People are naturally drawn to skills. They enjoy watching those who have mastered them (almost anything will do, even youngsters stacking soda cups). So what skills do we want our visitors to take away, and can we make a case for why they are important skills for them? Being able to name some of the products of a place is not a useful skill for most visitors, but being able to perceive how energy flows and materials cycle on our planet to create those products in a particular place is a skill of great practical value wherever they go. Understanding the processes provides context for the products.
Visitor Interests
As an interpreter, is your task to tap into the visitor’s interest and connect that interest to the resource (a terrible word implying the world exists for our use), or is your task to help them experience that place in meaningful and memorable ways relative to its mission?
The view that whatever an interpreter does must be relevant to the audience can quickly become a cognitive blind alley in interpretation. It does not need to be relevant to the visitors’ particular interests, but to their general understandings. Relevance means that something is related to the matter in hand. In interpretation, that’s the place and the experience the visitors are having there, not their current personal interests.
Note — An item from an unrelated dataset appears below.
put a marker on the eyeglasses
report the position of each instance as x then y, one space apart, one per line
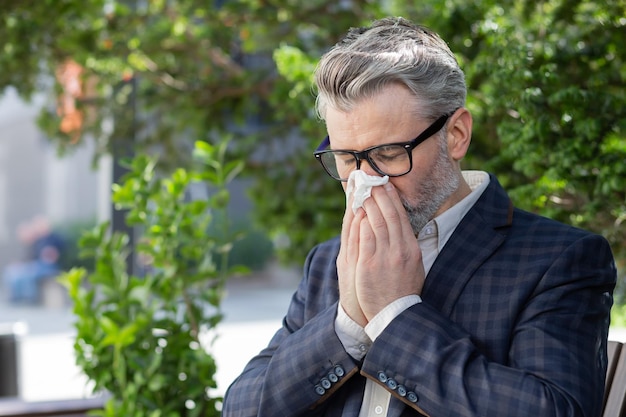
392 159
Visitors arrive at a place with hundreds of interests. Are you a reference librarian or an experiential coach? I think we can assume most visitors have some interest; that’s why they came. So are they looking for you to make a connection with their interests or to share why this place and these things are worthy of their inter- est? Perhaps your primary task is to strengthen an interest for some and create a new interest for others. Forget themes. Think webs. Interpreters are web-weavers. You are sharing things to do that will enhance and set to vibrating the universal strands in the visitors’ grasp of the natural and cultural web of life illus- trated in the place. Freeman Tilden, often considered the father of modern interpretation, put it best when he said the visitors may be there in the explicit hope that you will reveal to them why they have come.
The idea that visitors will construct their own “knowledge” does not relieve you of the need to instruct them in yours. In fact, they expect that from you. But you need to do it in a way that enriches their experience with the place and its mission; not in a way that enriches their experience with you and your interests (or even theirs).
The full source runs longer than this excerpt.